EID Journal Metrics on Scopus
Author affiliations: University of São Paulo School of Medicine, Ribeirão Preto, Brazil (L.T.M. Figueiredo, M.L. Moreli, R.L.M. de Sousa, A.A. Borges, G.G. de Figueiredo, A.M. Machado); Adolfo Lutz Institute, São Paulo, Brazil (I. Bisordi, T.K. Nagasse-Sugahara, A. Suzuki, L.E. Pereira, R.P. de Souza, L.T.M. de Souza); University of São Paulo, São Paulo (C.T. Braconi, C.M. Harsi, P.M. de Andrade Zanotto)

Cite This Article

Abstract

Hantavirus pulmonary syndrome (HPS) is an increasing health problem in Brazil because of encroachment of sprawling urban, agricultural, and cattle-raising areas into habitats of subfamily Sigmodontinae rodents, which serve as hantavirus reservoirs. From 1993 through June 2007, a total of 884 cases of HPS were reported in Brazil (case-fatality rate 39%). To better understand this emerging disease, we collected 89 human serum samples and 68 rodent lung samples containing antibodies to hantavirus from a 2,500-km-wide area in Brazil. RNA was isolated from human samples and rodent tissues and subjected to reverse transcription–PCR. Partial sequences of nucleocapsid protein and glycoprotein genes from 22 human and 16 rodent sources indicated only Araraquara virus and Juquitiba virus lineages. The case-fatality rate of HPS was higher in the area with Araraquara virus. This virus, which may be the most virulent hantavirus in Brazil, was associated with areas that have had greater anthropogenic changes.

The genus Hantavirus of the family Bunyaviridae includes a large number of rodent-borne viruses (roboviruses) that are distributed worldwide. Hantaviruses are 80–120 nm in diameter and have an envelope that contains 3 single-stranded, negative-sense segments of RNA known as small (S), medium (M), and large (L). These segments are circular because of their 5′ and 3′ complementary termini and complex with a nucleocapsid (N) protein to form individual L, M, and S nucleocapsids (1). The S segment encodes an N nucleoprotein, the M segment encodes a glycoprotein precursor that is processed into Gn and Gc envelope glycoproteins, and the L segment encodes a viral RNA-dependent RNA polymerase. After the first description of hantavirus pulmonary syndrome (HPS) in the United States in 1993, dozens of hantavirus genotypes have been reported in North and South America. These genotypes have been associated with wild rodent species of the subfamily Sigmodontinae and are transmitted to humans mostly by contact with or through aerosols of excreta and secretions of infected rodents (2). Nevertheless, human-to-human transmission of hantavirus has been reported in Argentina and Chile (3).

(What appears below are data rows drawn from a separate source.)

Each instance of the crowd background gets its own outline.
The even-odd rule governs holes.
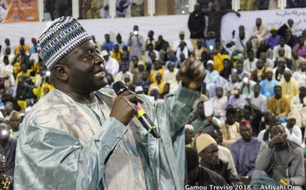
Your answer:
[[[88,8],[95,5],[95,1],[89,2],[82,1],[80,5]],[[97,2],[101,5],[103,1]],[[265,5],[272,1],[268,2]],[[196,185],[207,185],[207,178],[200,176],[208,173],[214,181],[220,180],[220,184],[249,184],[252,176],[263,177],[258,172],[260,170],[267,174],[263,180],[269,181],[269,176],[274,185],[284,179],[289,184],[303,186],[306,149],[303,155],[300,153],[305,147],[306,127],[306,26],[297,36],[293,34],[295,20],[284,20],[284,25],[268,30],[259,16],[254,18],[251,30],[241,25],[236,29],[237,34],[233,34],[232,39],[224,42],[220,33],[222,16],[232,12],[239,17],[240,13],[230,10],[229,3],[220,6],[219,1],[208,2],[196,4],[185,23],[190,35],[178,31],[173,34],[177,36],[173,42],[164,39],[162,31],[159,31],[162,35],[155,35],[158,30],[154,26],[143,36],[139,32],[141,26],[132,25],[131,32],[124,34],[129,36],[127,40],[120,33],[116,34],[115,40],[111,40],[109,33],[101,34],[104,41],[96,40],[96,36],[92,36],[105,59],[108,81],[105,87],[112,88],[114,82],[121,81],[131,91],[162,101],[178,87],[178,69],[186,59],[193,57],[203,64],[207,75],[201,94],[186,124],[185,144],[193,149],[187,150],[188,183],[195,185],[196,181]],[[248,1],[245,10],[260,10],[258,2],[250,4]],[[297,7],[304,5],[304,2],[299,2],[302,3]],[[80,11],[83,18],[101,17],[98,8],[90,7]],[[269,8],[269,5],[265,7]],[[141,9],[135,8],[141,10],[135,16],[142,15]],[[64,36],[63,32],[57,37]],[[23,117],[54,89],[44,63],[38,56],[37,36],[31,38],[32,44],[26,43],[29,39],[22,35],[16,38],[19,39],[18,44],[11,43],[12,39],[0,39],[0,123],[4,124],[0,125],[0,131],[10,132],[6,133],[9,135],[0,135],[0,154],[3,156],[0,164],[5,164],[5,169],[0,170],[4,174],[0,175],[3,181],[13,176],[16,138]],[[49,42],[48,48],[55,45],[52,43]],[[213,113],[208,115],[206,110]],[[279,150],[288,152],[272,149],[277,155],[273,157],[265,148],[271,145],[272,148],[278,147],[282,140],[287,142],[287,147]],[[293,157],[288,157],[292,154]],[[282,156],[286,159],[280,159]],[[199,168],[198,164],[190,164],[194,157],[200,158]],[[276,165],[285,165],[286,169],[268,170],[266,165],[271,164],[271,158]],[[194,173],[196,178],[193,178]]]

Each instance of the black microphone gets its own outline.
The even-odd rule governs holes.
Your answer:
[[[113,87],[117,96],[129,91],[128,87],[121,81],[118,81],[115,83]],[[161,135],[160,135],[159,133],[155,129],[156,129],[156,126],[151,120],[150,120],[149,117],[148,117],[144,110],[141,108],[141,107],[138,105],[137,102],[133,102],[133,103],[137,106],[137,113],[136,115],[136,118],[139,120],[142,126],[148,131],[148,133],[151,133],[155,138],[160,138]]]

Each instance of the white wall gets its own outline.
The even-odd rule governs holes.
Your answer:
[[[284,10],[265,10],[258,11],[242,11],[241,16],[230,13],[223,16],[221,22],[222,41],[226,42],[232,38],[232,32],[238,29],[240,25],[244,25],[246,30],[252,35],[251,28],[255,25],[257,17],[261,17],[263,22],[267,23],[270,29],[274,26],[276,28],[282,26],[289,18],[293,19],[294,34],[300,35],[303,29],[306,29],[306,8],[290,9]],[[80,20],[80,22],[90,35],[94,35],[96,40],[101,43],[104,41],[104,34],[110,33],[112,41],[116,41],[115,36],[120,33],[122,39],[127,40],[130,33],[134,25],[139,27],[139,33],[146,39],[148,32],[153,30],[155,37],[162,35],[164,39],[170,44],[178,38],[180,31],[185,32],[185,36],[189,37],[189,31],[187,27],[189,15],[179,15],[117,18],[114,19],[98,19]],[[26,38],[26,43],[33,45],[31,39],[38,38],[45,27],[45,22],[18,22],[0,24],[0,44],[4,44],[4,39],[10,39],[12,44],[18,44],[20,37]]]

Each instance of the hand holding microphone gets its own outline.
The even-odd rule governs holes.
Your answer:
[[[114,84],[113,87],[118,97],[115,100],[110,116],[113,116],[124,125],[127,125],[135,115],[142,126],[148,131],[148,133],[151,133],[155,138],[160,138],[160,135],[156,130],[156,126],[138,105],[138,102],[143,103],[143,101],[139,99],[136,93],[129,90],[128,87],[121,81],[116,82]],[[117,101],[118,98],[119,99]],[[116,109],[115,108],[115,106],[116,107],[118,107],[119,109],[115,110]],[[129,109],[130,111],[128,110]],[[124,111],[122,111],[123,110]],[[113,111],[114,113],[112,114]],[[126,113],[128,112],[129,113]],[[123,115],[123,114],[125,116]],[[113,115],[116,115],[113,116]],[[120,119],[123,122],[117,117],[121,117]]]
[[[119,94],[115,99],[110,117],[115,117],[122,124],[128,125],[137,113],[137,106],[133,102],[143,103],[143,101],[130,90]]]

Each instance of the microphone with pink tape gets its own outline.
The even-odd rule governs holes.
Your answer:
[[[113,87],[117,96],[129,91],[128,87],[121,81],[115,83]],[[141,108],[141,107],[138,105],[137,102],[135,102],[133,103],[135,104],[137,107],[138,111],[135,115],[136,118],[139,120],[142,126],[148,131],[148,133],[151,133],[155,138],[160,138],[161,136],[156,131],[156,126],[148,117],[144,110]]]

In South America, hantaviruses have been reported in Argentina (Andes), Chile (Andes), Uruguay (Andes), Paraguay (Laguna Negra), Bolívia (Laguna Negra and Rio Mamoré), Venezuela (Caño Delgadito), and Brazil (Araraquara and Juquitiba) (4). Brazil is a large country (area 8,514,215 km2), having a predominantly tropical climate and high biodiversity that includes many important zoonoses. This biodiversity in natural ecosystems supports ≈450 of the 540 known species of Sigmodontinae rodents (5). Furthermore, a human population of ≈190 million is unevenly distributed, mostly in densely populated urban areas near the Atlantic coast of southeastern and northeastern Brazil (Brazilian Institute of Geography and Statistics, 2006, unpub. data).

HPS is an emerging health problem in Brazil because of the overlap of urban, agriculture, and cattle-raising areas with ecosystems containing several species of Sigmodontinae rodents that are reservoirs of hantaviruses. From 1993 through June 2007, a total of 877 HPS cases were reported in Brazil (case-fatality rate 39%): 387 in southern Brazil, 264 in southeastern Brazil, 177 in midwestern Brazil, and 49 in northern and northeastern Brazil.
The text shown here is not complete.